# need help for church history in England



## cupotea (Apr 17, 2008)

I'm reading and translating Matthew Henry biography, I encounter this 
paragraph:

The first important news which reached him in the great 
city was, that the king had empowered certain individuals
to grant licenses exempting the several persons, named in 
a schedule annexed, from prosecution, or molestation. 
1. For not taking the oaths of allegiance and supremacy ; 
or 2. Upon the prerogative writ for ,£20 a month, or upon 
outlawries, or excom. capiend. for the said causes; or 3. 
For not coming to church; or 4. For not receiving the 
sacrament; or 5. By reason of their conviction for recusancy, 
or exercise of their religion, a command to stay 
proceedings already begun for any of the causes aforesaid. 
The price of one license was '£10 for a single 
person; but if several joined, the price was £16 ; and 
eight might join in taking out one license. 

I'd like to know:

1) the persons listed under 1-5 would be granted licence, is it right?

2) what does "Upon the prerogative writ for £20 a month, or upon 
outlawries, or excom. capiend. for the said causes" mean? I don't understand
what do "the prerogative writ for £20 a month" and "excom. capiend" mean?

The time for the above mentioned matter is around 1687, this book
tells me.

Thanks for any help.


----------



## cupotea (Apr 17, 2008)

Oops,

I forgot to ask for point 5,"a command to stay 
proceedings already begun for any of the causes aforesaid", what is this
command to stay proceedings?

Thanks.


----------



## Zadok (Apr 17, 2008)

Duncan

Can you tell me which English edition of his biography are you reading and at what page(s)?


----------



## Whitefield (Apr 17, 2008)

writ de excommunicato capiendo

Royal writ for the capture, arrest and imprisonment of an excommunicate who after forty days was still unreconciled and whose name had been sent to the chancery by the bishop.
(Heath, Peter.

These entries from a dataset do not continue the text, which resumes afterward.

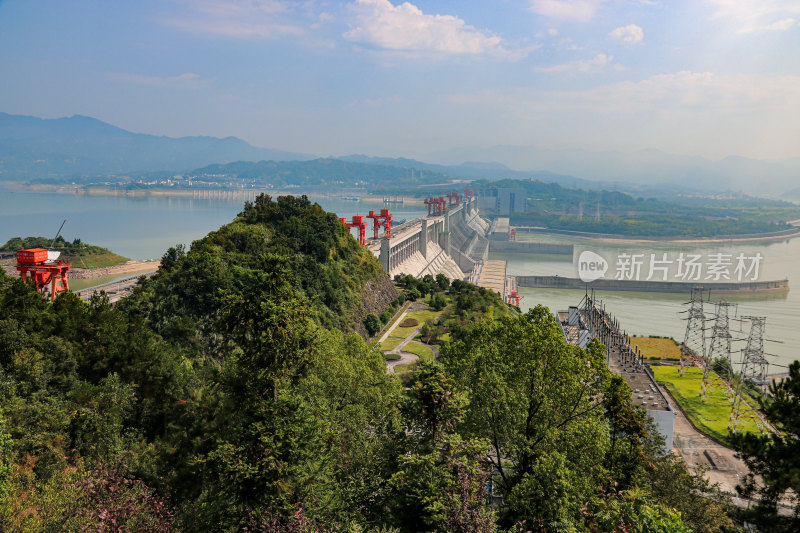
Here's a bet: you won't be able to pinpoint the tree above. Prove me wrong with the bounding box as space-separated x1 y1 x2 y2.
188 256 328 528
440 306 610 527
731 361 800 531
389 362 495 533
364 313 381 337
0 411 14 498
583 487 692 533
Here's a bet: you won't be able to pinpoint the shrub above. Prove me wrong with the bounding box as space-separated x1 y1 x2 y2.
364 313 381 337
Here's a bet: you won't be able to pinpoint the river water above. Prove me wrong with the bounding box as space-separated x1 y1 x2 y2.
504 233 800 373
0 188 427 259
0 189 800 373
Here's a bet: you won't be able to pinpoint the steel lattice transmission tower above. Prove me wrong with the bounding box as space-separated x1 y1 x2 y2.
728 316 769 433
680 285 706 376
702 300 736 402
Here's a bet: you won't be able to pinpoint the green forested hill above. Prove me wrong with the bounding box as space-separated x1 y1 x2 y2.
122 195 397 336
0 196 737 533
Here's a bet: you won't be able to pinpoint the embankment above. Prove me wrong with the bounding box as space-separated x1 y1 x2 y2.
517 276 789 294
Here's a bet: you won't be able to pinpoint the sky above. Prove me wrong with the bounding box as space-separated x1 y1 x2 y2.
0 0 800 159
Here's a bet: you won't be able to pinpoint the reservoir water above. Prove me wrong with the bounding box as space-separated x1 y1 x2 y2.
0 188 427 259
0 189 800 373
506 233 800 373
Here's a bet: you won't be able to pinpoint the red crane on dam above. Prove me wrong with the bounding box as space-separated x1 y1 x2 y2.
17 248 72 301
367 209 394 239
339 214 368 246
424 196 447 216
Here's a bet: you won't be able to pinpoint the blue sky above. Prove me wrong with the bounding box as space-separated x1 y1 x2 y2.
0 0 800 158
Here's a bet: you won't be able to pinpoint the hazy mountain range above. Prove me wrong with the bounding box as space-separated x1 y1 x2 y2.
0 113 800 195
0 113 312 180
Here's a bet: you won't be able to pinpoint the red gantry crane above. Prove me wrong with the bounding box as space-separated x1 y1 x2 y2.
424 196 447 216
17 248 72 301
367 209 394 239
339 215 367 246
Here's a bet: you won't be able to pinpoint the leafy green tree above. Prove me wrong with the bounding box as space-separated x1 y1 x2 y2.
440 306 610 527
389 362 495 533
583 488 692 533
0 411 14 498
364 313 381 337
603 376 658 489
731 361 800 531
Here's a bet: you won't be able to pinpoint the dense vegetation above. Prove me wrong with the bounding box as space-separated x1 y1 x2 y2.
731 361 800 533
121 195 397 341
0 197 752 532
0 235 128 268
473 180 800 237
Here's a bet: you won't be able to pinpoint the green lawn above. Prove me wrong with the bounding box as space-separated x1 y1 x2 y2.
403 341 433 361
652 366 758 444
375 302 411 339
394 361 419 374
381 337 405 352
392 309 441 338
69 252 128 268
631 337 681 361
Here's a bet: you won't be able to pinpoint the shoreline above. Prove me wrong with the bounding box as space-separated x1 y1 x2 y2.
517 228 800 244
0 181 432 206
3 260 161 280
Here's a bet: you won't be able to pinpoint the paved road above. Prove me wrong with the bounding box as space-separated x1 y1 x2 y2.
378 302 439 374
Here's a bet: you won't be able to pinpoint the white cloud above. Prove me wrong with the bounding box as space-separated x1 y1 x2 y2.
162 0 311 39
608 24 644 44
530 0 607 22
706 0 800 33
739 17 795 33
448 71 800 158
344 0 507 55
536 54 614 74
109 72 206 89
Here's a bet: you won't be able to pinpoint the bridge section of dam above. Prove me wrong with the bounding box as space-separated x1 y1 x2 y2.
368 198 506 298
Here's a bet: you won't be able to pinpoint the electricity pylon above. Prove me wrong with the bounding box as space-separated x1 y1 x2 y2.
702 300 736 403
680 285 706 376
728 316 769 433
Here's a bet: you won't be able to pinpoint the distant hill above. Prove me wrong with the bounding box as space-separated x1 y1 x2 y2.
0 113 311 181
337 154 602 188
426 146 800 196
0 235 128 268
187 159 452 187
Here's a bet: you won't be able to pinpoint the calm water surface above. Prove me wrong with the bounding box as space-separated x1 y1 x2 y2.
506 234 800 373
0 189 425 259
0 189 800 372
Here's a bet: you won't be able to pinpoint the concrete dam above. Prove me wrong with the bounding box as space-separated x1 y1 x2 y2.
368 198 489 279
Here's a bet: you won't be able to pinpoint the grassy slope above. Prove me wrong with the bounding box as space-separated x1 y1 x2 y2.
631 337 681 361
403 341 433 361
0 236 128 268
653 366 758 444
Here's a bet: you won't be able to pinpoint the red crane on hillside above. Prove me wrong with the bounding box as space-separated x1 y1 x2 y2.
339 215 367 246
367 209 394 239
17 248 72 301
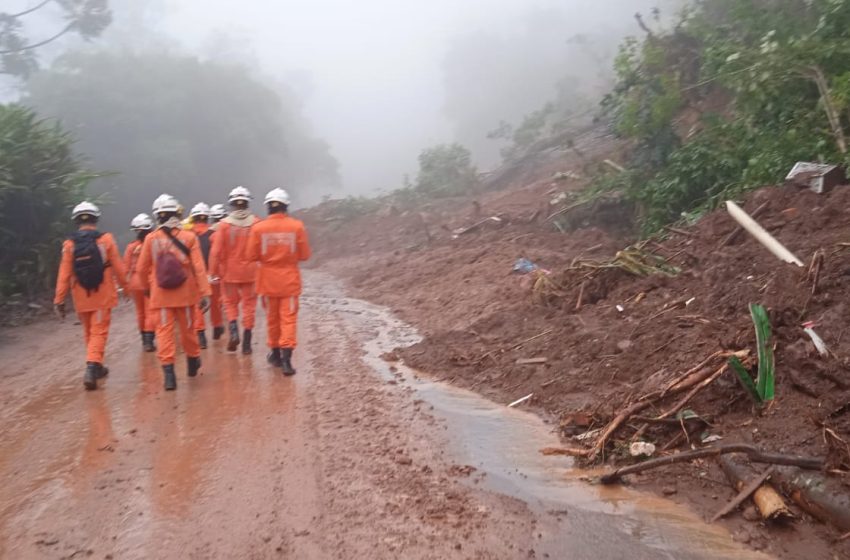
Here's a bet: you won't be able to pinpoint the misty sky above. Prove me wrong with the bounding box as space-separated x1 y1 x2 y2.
151 0 668 199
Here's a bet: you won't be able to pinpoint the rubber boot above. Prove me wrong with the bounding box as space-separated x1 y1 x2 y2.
242 329 253 356
142 332 156 352
266 348 283 367
227 321 239 352
280 348 295 375
186 357 201 377
83 362 100 391
162 364 177 391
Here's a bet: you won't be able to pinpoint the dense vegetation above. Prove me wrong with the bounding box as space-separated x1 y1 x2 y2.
597 0 850 231
0 105 96 297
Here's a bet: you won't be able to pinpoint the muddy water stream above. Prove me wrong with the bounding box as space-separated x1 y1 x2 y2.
308 284 768 559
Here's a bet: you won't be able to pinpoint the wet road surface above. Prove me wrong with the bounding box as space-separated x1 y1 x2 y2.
0 273 763 560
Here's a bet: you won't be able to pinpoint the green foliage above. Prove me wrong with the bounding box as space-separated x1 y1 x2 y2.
0 0 112 77
0 105 96 297
26 52 339 231
415 144 478 197
729 303 776 405
597 0 850 233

Church and Realm, 1272-1461, 362)


----------



## Whitefield (Apr 17, 2008)

"a command to stay proceedings already begun"

to stop in place any legal proceedings which were already in process.


----------



## cupotea (Apr 17, 2008)

Thanks to Pastor Marshall, I enjoy your website so much, and I'll
translate some articles on your site DV


----------



## cupotea (Apr 17, 2008)

Zadok said:


> Duncan
> 
> Can you tell me which English edition of his biography are you reading and at what page(s)?



The link is here:

Memoirs of the Life, Character, and ... - Google Book Search

on page 62 top


----------



## Dieter Schneider (Apr 17, 2008)

duncan001 said:


> I'm reading and translating Matthew Henry biography, I encounter this
> paragraph:
> 
> The first important news which reached him in the great
> ...



Try here - this may be of some help.


----------



## cupotea (Apr 23, 2008)

I have new question to ask (maybe this has less to do with church history).

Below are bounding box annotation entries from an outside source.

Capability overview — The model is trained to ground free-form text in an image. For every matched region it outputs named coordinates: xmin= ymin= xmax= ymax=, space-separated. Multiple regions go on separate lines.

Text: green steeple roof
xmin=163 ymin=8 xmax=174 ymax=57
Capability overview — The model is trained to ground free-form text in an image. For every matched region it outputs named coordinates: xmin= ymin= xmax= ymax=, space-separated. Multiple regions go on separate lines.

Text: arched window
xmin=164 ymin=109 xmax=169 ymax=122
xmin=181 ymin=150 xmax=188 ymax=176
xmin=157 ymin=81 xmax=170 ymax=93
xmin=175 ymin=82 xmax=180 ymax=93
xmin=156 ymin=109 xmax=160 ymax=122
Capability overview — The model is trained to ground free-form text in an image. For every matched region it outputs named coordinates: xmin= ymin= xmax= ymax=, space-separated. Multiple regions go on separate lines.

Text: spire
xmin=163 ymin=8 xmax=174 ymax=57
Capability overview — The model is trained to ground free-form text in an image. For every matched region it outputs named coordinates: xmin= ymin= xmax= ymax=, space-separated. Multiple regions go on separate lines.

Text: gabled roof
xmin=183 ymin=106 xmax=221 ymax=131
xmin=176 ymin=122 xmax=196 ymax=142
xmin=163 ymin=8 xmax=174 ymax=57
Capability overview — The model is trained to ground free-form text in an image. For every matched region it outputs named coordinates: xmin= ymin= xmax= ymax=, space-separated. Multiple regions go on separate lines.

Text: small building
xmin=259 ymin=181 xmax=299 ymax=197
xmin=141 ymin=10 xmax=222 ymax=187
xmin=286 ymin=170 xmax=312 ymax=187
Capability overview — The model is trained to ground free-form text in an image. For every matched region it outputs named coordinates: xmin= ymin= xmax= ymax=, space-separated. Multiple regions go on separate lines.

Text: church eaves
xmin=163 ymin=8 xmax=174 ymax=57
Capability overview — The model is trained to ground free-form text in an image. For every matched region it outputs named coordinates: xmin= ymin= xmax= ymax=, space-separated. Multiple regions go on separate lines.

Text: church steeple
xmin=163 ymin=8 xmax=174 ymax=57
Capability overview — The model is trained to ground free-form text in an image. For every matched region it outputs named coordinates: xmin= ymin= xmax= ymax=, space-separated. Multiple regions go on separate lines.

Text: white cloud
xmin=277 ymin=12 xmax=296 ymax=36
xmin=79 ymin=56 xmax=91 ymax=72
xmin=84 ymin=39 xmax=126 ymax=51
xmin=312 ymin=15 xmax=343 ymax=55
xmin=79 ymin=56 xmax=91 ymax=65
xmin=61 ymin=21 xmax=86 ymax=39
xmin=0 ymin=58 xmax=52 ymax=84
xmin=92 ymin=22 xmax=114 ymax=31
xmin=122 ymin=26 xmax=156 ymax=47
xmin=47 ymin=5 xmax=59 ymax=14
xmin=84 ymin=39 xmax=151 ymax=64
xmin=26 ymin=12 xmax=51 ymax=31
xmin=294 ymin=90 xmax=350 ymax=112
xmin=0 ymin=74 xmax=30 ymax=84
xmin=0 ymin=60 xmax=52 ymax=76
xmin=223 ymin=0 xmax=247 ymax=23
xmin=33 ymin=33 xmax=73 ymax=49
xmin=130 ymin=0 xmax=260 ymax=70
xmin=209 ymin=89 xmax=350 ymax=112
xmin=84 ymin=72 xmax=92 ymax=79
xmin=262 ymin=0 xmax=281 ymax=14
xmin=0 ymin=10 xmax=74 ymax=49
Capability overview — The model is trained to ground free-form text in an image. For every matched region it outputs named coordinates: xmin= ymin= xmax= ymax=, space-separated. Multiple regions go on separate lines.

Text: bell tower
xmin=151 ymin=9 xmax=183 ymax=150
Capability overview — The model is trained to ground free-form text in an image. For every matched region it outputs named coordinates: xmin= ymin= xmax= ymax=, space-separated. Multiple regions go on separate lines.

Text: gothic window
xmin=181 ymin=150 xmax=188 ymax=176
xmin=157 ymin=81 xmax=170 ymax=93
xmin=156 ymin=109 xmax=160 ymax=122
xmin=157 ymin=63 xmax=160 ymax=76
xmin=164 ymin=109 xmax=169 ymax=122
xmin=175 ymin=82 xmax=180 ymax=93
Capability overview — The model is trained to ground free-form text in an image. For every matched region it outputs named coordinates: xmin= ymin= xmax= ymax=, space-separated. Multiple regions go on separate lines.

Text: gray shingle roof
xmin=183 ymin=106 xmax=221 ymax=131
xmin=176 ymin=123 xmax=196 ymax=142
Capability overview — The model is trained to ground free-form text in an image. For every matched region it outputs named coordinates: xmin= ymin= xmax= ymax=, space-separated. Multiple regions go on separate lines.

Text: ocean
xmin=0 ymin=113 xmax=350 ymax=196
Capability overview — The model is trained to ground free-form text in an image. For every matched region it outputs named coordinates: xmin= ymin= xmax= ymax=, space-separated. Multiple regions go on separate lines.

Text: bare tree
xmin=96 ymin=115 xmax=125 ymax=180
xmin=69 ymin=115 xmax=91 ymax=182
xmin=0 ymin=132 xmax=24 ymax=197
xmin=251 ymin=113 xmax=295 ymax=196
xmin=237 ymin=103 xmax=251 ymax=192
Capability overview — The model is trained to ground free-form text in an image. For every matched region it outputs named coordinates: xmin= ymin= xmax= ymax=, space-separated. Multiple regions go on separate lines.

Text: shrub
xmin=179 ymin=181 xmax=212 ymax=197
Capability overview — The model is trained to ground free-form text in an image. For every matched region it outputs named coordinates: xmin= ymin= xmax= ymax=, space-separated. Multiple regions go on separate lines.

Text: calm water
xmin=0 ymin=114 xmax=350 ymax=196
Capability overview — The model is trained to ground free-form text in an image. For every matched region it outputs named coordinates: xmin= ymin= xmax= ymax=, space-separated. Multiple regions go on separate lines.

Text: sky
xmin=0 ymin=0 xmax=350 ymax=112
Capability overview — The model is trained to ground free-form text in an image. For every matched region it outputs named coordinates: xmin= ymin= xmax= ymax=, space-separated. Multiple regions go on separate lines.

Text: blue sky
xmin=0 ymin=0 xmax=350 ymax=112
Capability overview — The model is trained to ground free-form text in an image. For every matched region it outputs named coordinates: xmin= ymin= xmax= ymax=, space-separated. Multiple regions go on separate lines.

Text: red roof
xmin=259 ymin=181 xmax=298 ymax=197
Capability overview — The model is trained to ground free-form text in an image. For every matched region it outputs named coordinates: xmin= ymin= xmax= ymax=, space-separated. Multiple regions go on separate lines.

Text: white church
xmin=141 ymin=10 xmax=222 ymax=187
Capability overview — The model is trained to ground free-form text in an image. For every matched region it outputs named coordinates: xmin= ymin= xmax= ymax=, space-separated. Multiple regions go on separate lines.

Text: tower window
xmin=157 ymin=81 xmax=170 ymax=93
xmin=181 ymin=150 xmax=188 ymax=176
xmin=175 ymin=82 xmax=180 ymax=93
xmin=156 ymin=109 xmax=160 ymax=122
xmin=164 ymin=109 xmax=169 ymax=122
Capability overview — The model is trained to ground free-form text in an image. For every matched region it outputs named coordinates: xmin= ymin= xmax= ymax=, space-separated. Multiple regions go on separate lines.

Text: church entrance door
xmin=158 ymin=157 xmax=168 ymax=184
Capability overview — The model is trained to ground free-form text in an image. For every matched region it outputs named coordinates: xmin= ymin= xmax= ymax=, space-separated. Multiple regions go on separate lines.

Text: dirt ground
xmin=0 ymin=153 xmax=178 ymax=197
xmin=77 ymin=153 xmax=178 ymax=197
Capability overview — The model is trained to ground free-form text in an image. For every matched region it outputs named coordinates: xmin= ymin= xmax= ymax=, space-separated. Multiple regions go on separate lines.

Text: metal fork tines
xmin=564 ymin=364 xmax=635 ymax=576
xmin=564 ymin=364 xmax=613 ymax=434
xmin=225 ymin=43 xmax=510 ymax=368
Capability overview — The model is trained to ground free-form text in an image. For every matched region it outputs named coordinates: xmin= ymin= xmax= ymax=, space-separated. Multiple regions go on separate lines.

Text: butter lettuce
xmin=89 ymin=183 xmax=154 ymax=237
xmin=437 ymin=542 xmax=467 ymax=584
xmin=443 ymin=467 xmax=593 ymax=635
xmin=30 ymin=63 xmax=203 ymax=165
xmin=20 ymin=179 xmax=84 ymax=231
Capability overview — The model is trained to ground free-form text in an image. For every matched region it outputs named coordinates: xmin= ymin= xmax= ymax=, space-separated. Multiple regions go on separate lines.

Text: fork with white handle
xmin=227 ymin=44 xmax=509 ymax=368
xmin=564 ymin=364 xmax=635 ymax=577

In the same M.H. biography, on page 77:

The making of two distinct orders of deacons and priests is certainly owned by submitting to two distinct ordinations ; a scripture deacon seems to be ordained 
to serve tables, and not to give himself to the word and prayer ; and it is very hard for one who is self-devoted to the ministry, to say that he thinks himself moved by 
the Holy Ghost to take upon him the office of a deacon. 

Could I understand this sentence "a scripture deacon seems to be ordained 
to serve tables, and not to give himself to the word and prayer " as, according to
the scripture, a deacon should serve tables, and not give himself to the word and
prayer? Does the deacon here have anything to do with the deacons under the
episcopal system?

Why did Mr.Henry say "and it is very hard for one who is self-devoted to the ministry, to say that he thinks himself moved by 
the Holy Ghost to take upon him the office of a deacon"?

Also on the same page , in the paragraph after the above paragraph, there's a Greek
word which I have no idea of , since I couldn't type any Greek word, coud someone
take a look at it?

Thanks for all helps.


----------